Emancipation: The Unfinished Project of Liberation, a new exhibition at the Amon Carter Museum of American Art in Fort Worth, Texas, highlights seven artists’ works of Black freedom, agency and the legacy of the Civil War through a modern lens. Commemorating the 160th anniversary of the Emancipation Proclamation through sculpture, photography and paper and textile fabrications, the instillations react to the legacy of John Quincy Adams Ward’s 1863 bronze sculpture The Freedman from the Carter collection. Co-organized with the Williams College Museum of Art (WCMA), the exhibition seeks a deeper understanding of what freedom looks like for Black Americans 160 years later and demonstrates how historical art collections can be a resource and inspiration for contemporary artistic practices.

Here, three of the exhibition's artists share the meaning behind their works.

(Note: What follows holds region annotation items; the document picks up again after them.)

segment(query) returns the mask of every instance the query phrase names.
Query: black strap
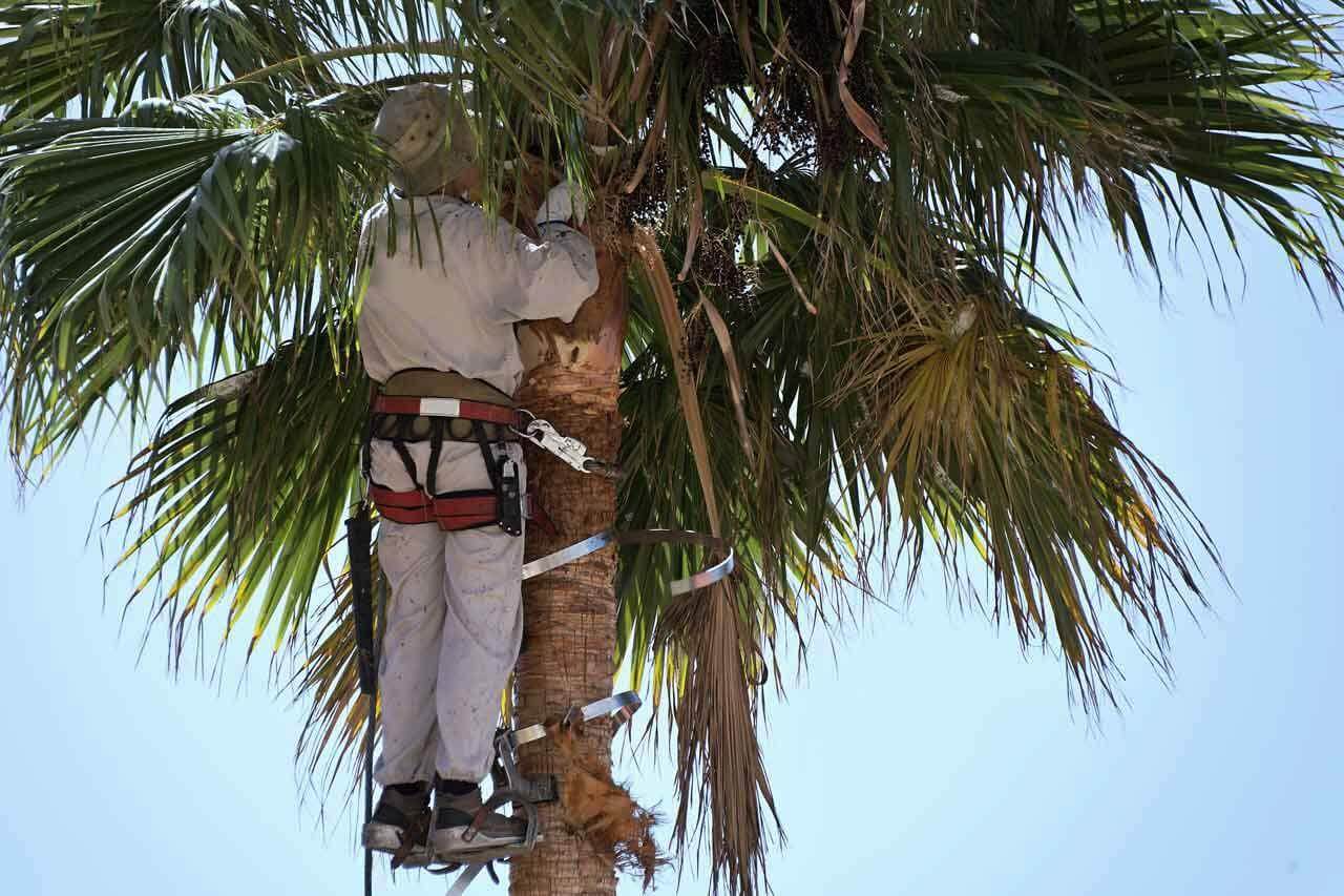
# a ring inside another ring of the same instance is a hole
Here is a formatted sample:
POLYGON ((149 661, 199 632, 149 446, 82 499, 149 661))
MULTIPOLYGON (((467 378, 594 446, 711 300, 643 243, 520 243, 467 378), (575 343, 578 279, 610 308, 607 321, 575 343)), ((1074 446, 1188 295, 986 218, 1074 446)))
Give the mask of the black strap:
MULTIPOLYGON (((401 439, 392 439, 391 443, 392 443, 392 451, 395 451, 396 456, 402 459, 402 467, 406 467, 406 475, 411 478, 411 483, 414 483, 414 486, 421 491, 425 491, 425 487, 419 484, 419 476, 415 475, 415 459, 411 457, 411 452, 406 447, 406 443, 402 441, 401 439)), ((430 471, 433 470, 434 467, 431 464, 430 471)), ((433 472, 430 472, 430 475, 433 475, 433 472)), ((384 487, 382 483, 376 483, 372 479, 370 479, 368 482, 378 486, 379 488, 384 487)))
MULTIPOLYGON (((368 453, 366 443, 366 457, 368 453)), ((366 460, 367 463, 367 460, 366 460)), ((355 648, 359 659, 359 689, 367 702, 364 728, 364 823, 374 817, 374 739, 378 705, 378 667, 374 661, 374 568, 372 515, 362 500, 345 521, 345 550, 349 556, 351 605, 355 616, 355 648)), ((374 850, 364 849, 364 896, 374 896, 374 850)))
POLYGON ((481 447, 481 457, 485 460, 485 472, 491 478, 491 488, 495 490, 495 515, 499 517, 500 529, 511 535, 523 534, 523 494, 517 482, 517 464, 509 456, 496 457, 495 443, 485 432, 485 424, 480 420, 472 421, 472 432, 476 443, 481 447))
POLYGON ((430 420, 429 435, 429 470, 425 471, 425 494, 434 496, 438 494, 435 480, 438 479, 438 457, 444 451, 444 428, 448 420, 433 417, 430 420))

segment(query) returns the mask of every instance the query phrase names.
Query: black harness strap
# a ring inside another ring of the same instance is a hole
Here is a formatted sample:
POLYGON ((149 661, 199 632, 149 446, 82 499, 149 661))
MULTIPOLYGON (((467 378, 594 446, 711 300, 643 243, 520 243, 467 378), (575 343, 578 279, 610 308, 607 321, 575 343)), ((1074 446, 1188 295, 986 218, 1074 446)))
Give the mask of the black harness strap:
MULTIPOLYGON (((366 452, 367 453, 367 452, 366 452)), ((367 463, 367 461, 366 461, 367 463)), ((371 560, 374 521, 368 502, 362 500, 345 521, 345 549, 349 553, 351 604, 355 616, 355 648, 359 659, 359 689, 368 701, 364 729, 364 823, 374 817, 374 736, 378 706, 378 669, 374 661, 374 568, 371 560)), ((374 893, 374 850, 364 849, 364 896, 374 893)))

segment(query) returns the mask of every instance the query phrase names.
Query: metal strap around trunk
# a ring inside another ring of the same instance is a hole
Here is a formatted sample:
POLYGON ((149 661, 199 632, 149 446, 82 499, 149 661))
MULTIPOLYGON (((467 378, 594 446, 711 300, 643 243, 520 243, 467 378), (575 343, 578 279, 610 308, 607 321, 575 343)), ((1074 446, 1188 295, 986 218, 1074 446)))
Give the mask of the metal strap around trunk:
POLYGON ((523 564, 523 580, 535 578, 564 564, 571 564, 575 560, 594 554, 607 545, 702 545, 727 552, 727 556, 712 566, 702 569, 694 576, 673 578, 668 583, 668 591, 673 596, 708 588, 716 581, 727 578, 734 568, 737 568, 737 556, 732 553, 732 549, 728 548, 726 541, 714 535, 679 529, 640 529, 634 531, 613 531, 606 529, 589 535, 583 541, 577 541, 569 548, 560 548, 554 553, 523 564))
MULTIPOLYGON (((583 713, 583 721, 593 721, 594 718, 612 716, 613 713, 621 713, 624 717, 629 718, 641 705, 642 701, 638 694, 633 690, 625 690, 620 694, 612 694, 610 697, 595 700, 587 706, 583 706, 579 712, 583 713)), ((527 728, 519 728, 517 731, 508 732, 504 737, 508 739, 508 745, 511 748, 517 748, 523 744, 531 744, 534 740, 542 740, 546 737, 546 725, 538 722, 535 725, 528 725, 527 728)))

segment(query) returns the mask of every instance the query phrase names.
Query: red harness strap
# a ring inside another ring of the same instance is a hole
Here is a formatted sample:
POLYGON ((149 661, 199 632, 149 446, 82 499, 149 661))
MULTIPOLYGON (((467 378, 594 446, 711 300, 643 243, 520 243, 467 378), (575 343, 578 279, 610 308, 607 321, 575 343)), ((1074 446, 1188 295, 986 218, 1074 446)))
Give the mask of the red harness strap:
MULTIPOLYGON (((493 491, 450 492, 442 498, 430 498, 419 488, 392 491, 372 486, 368 496, 378 513, 392 522, 407 526, 438 523, 444 531, 461 531, 499 522, 499 511, 493 491)), ((527 519, 536 521, 543 529, 552 530, 551 518, 534 495, 527 495, 527 519)))
POLYGON ((410 414, 414 417, 461 417, 480 420, 501 426, 527 425, 523 414, 503 405, 488 405, 484 401, 462 398, 417 398, 414 396, 378 396, 374 398, 375 414, 410 414))

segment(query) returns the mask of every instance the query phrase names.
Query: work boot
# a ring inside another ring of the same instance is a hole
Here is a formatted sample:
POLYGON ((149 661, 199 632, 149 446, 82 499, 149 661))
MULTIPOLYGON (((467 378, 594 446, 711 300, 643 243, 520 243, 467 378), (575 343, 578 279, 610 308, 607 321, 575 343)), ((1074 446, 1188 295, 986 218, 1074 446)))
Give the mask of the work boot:
POLYGON ((411 852, 423 841, 429 815, 429 783, 388 784, 378 798, 374 817, 364 825, 364 846, 380 853, 411 852))
POLYGON ((521 818, 495 811, 482 813, 482 806, 477 784, 457 780, 439 780, 435 784, 434 830, 430 833, 435 858, 450 860, 454 856, 523 842, 527 825, 521 818))

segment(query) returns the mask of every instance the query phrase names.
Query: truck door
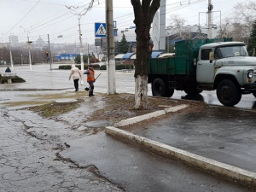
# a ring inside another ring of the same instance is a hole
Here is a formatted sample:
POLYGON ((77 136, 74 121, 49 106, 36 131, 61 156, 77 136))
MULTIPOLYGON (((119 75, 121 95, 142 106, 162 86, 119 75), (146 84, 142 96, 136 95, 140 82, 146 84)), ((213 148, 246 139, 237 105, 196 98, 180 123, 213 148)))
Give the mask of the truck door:
POLYGON ((214 61, 210 62, 209 54, 212 49, 200 49, 196 66, 196 81, 198 83, 211 84, 214 78, 214 61))

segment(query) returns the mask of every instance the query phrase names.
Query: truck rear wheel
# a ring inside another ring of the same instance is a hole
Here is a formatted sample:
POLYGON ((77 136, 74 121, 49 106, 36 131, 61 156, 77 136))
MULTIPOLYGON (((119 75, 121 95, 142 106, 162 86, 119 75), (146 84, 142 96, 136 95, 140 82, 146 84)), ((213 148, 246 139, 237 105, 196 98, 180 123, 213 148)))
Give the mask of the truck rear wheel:
POLYGON ((173 89, 169 89, 166 83, 160 78, 155 79, 152 84, 152 95, 156 96, 172 96, 173 89))
POLYGON ((241 91, 230 79, 222 80, 217 87, 217 97, 224 106, 236 105, 241 98, 241 91))

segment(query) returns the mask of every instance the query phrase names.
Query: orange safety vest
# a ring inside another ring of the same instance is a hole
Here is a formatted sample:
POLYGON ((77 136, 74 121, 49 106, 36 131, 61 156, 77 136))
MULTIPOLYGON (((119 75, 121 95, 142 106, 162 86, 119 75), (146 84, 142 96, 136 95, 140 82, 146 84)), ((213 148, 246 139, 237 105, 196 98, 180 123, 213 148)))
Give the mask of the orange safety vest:
POLYGON ((94 81, 94 71, 88 69, 89 74, 87 74, 87 82, 94 81))

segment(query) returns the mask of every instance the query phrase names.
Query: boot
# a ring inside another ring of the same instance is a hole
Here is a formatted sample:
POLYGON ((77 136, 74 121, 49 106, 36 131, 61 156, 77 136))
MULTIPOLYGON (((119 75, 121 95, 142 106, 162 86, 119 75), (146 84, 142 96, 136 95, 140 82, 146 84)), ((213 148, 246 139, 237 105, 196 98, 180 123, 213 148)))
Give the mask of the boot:
POLYGON ((93 95, 92 95, 92 92, 93 92, 93 90, 89 90, 89 96, 92 96, 93 95))

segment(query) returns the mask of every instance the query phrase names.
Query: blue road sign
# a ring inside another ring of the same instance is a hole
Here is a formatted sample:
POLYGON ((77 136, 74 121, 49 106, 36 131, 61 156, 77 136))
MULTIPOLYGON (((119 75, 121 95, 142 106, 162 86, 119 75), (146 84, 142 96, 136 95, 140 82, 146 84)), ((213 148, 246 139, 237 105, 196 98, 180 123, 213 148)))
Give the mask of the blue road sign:
POLYGON ((95 37, 106 38, 106 23, 95 23, 95 37))

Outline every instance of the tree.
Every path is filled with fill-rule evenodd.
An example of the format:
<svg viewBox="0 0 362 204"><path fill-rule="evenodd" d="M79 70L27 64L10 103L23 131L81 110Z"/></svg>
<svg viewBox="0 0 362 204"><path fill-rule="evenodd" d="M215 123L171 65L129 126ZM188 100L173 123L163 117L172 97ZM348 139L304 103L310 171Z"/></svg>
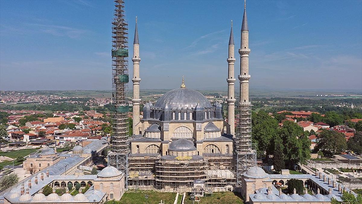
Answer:
<svg viewBox="0 0 362 204"><path fill-rule="evenodd" d="M74 121L77 123L79 123L80 122L80 121L83 119L83 118L82 118L81 117L74 117L73 118L73 119L74 120Z"/></svg>
<svg viewBox="0 0 362 204"><path fill-rule="evenodd" d="M5 126L3 124L0 124L0 139L5 139L8 137L9 135L6 131Z"/></svg>
<svg viewBox="0 0 362 204"><path fill-rule="evenodd" d="M333 155L340 154L347 149L346 136L341 132L324 129L317 137L318 143L315 151L320 150L324 154Z"/></svg>
<svg viewBox="0 0 362 204"><path fill-rule="evenodd" d="M362 121L359 121L356 123L354 128L356 131L362 131Z"/></svg>
<svg viewBox="0 0 362 204"><path fill-rule="evenodd" d="M292 194L294 192L294 189L295 189L296 193L298 194L303 194L303 190L304 190L304 183L303 181L298 179L292 179L288 181L288 193Z"/></svg>
<svg viewBox="0 0 362 204"><path fill-rule="evenodd" d="M273 151L273 164L274 170L279 172L285 168L285 162L283 153L284 147L283 140L280 137L277 136L274 139L274 151Z"/></svg>
<svg viewBox="0 0 362 204"><path fill-rule="evenodd" d="M0 191L8 188L19 181L19 177L15 174L4 175L0 178Z"/></svg>
<svg viewBox="0 0 362 204"><path fill-rule="evenodd" d="M72 184L69 183L68 184L68 186L67 187L68 187L68 189L70 191L72 188L73 188L73 185L72 185Z"/></svg>
<svg viewBox="0 0 362 204"><path fill-rule="evenodd" d="M18 157L16 158L16 159L15 160L18 162L20 162L25 161L25 159L24 158L24 156L19 155L18 155Z"/></svg>
<svg viewBox="0 0 362 204"><path fill-rule="evenodd" d="M303 133L302 127L291 121L285 122L280 129L286 163L290 168L294 163L304 163L310 158L311 141Z"/></svg>
<svg viewBox="0 0 362 204"><path fill-rule="evenodd" d="M79 190L79 188L80 188L80 184L77 183L77 184L75 184L75 189L77 191L78 191Z"/></svg>
<svg viewBox="0 0 362 204"><path fill-rule="evenodd" d="M93 168L92 170L92 171L90 172L90 174L93 175L96 175L98 173L98 171L97 170L97 168L95 167L93 167Z"/></svg>
<svg viewBox="0 0 362 204"><path fill-rule="evenodd" d="M43 194L45 196L48 196L53 193L53 189L50 186L47 185L43 188Z"/></svg>
<svg viewBox="0 0 362 204"><path fill-rule="evenodd" d="M272 154L272 139L278 135L278 121L262 111L252 113L252 138L257 145L258 154L261 156L266 154L268 156Z"/></svg>

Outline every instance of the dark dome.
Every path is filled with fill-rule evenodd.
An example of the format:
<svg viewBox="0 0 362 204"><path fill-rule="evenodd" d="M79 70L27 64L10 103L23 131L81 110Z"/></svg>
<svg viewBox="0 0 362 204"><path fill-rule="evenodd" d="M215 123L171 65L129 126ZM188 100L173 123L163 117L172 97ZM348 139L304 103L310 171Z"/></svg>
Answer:
<svg viewBox="0 0 362 204"><path fill-rule="evenodd" d="M168 150L176 151L188 151L197 150L194 143L184 139L173 141L168 146Z"/></svg>
<svg viewBox="0 0 362 204"><path fill-rule="evenodd" d="M167 103L171 109L194 108L198 102L203 108L212 107L209 100L200 92L186 88L180 88L163 94L157 100L155 106L164 109Z"/></svg>

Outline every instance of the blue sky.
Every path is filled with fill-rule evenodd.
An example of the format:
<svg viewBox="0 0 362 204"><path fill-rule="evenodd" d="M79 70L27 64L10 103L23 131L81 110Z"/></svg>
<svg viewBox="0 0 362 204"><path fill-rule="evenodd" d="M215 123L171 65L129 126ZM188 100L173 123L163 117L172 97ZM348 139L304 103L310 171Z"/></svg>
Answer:
<svg viewBox="0 0 362 204"><path fill-rule="evenodd" d="M362 1L247 3L251 88L362 91ZM141 88L177 88L184 75L188 87L226 90L230 20L236 53L243 4L127 1L131 53L138 18ZM0 90L110 89L113 6L0 1Z"/></svg>

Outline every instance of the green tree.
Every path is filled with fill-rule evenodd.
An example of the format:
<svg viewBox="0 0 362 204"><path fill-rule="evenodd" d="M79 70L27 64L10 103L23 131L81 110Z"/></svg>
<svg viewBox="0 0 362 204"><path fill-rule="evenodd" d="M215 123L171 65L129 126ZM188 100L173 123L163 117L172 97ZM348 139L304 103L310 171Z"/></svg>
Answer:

Alfred Conteh is a painter and sculptor who explores his identity and personal history from a number of different perspectives.
Float, Alfred Conteh, 2022. Image: courtest Alfred Conteh.
Float, Alfred Conteh, 2022. Image: courtesy Alfred Conteh.

Alfred Conteh: My work in this exhibition symbolically depicts the foundations that would ideally undergird Black life in America; family, protection and commerce. Post-emancipation, this nation promised to redress what was done to slaves and grant them most of the same foundational rights and protections as the majority of its citizens. Not only has that promise remained largely unfulfilled, but many of this nation's aforementioned laws and rights have been weaponized against us.

Letitia Huckaby concentrates on impassioned contemporary art focusing on personal expression, history and culture as a time capsule for the African American experience.
The Clotilda, Letitia Huckaby, 2022. Image: courtesy of the artist.
The Clotilda, Letitia Huckaby, 2022. Image: courtesy of the Letitia Huckaby.

Letitia Huckaby: My two projects focus on the legacy of emancipation within contemporary African-American communities. The first, A Tale of Two Greenwoods, documents two different residential blocks in different states—the Greenwood neighborhood of Tulsa, Oklahoma, and Greenwood, Mississippi—to visually frame home and connectedness. The other, Bitter Waters Sweet explores the legacy of Africatown, a historic community near Mobile, Alabama, founded by a group of West Africans who were illegally trafficked as slaves to the United States in 1860 on the Clotilda. I use photographs printed on cotton fabric to bring together the history and legacy of Africatown, its founders and their descendants. My experience in Africatown is that the people were giving and strong and imbued everything with their history and culture.

Jeffrey Meris is a multimedia artist working across sculpture, installation, performance and drawing that examines personal experiences, heals personal wounds and addresses historical context.

The Block is Hot, Jeffrey Meris, 2022. Image: courtesy of Jeffrey Meris.

Jeffrey Meris: I am exhibiting The Block is Hot: the Resurrection, A still tongue keeps a wise head, and I, Used to Be XVI, XVII, XVIII for Emancipation. These kinetic sculptures and drawings deal with the body and specifically with the violence of the white gaze on Black subjectivity. The casts which are replicas of my body act as containers for racially charged information. Through their self-destruction, the works liberate themselves from mythologies around Blackness.

Emancipation will be on view at the Carter through July 9, 2023, before traveling to Newcomb Art Museum of Tulane University, WCMA and Telfair Museums.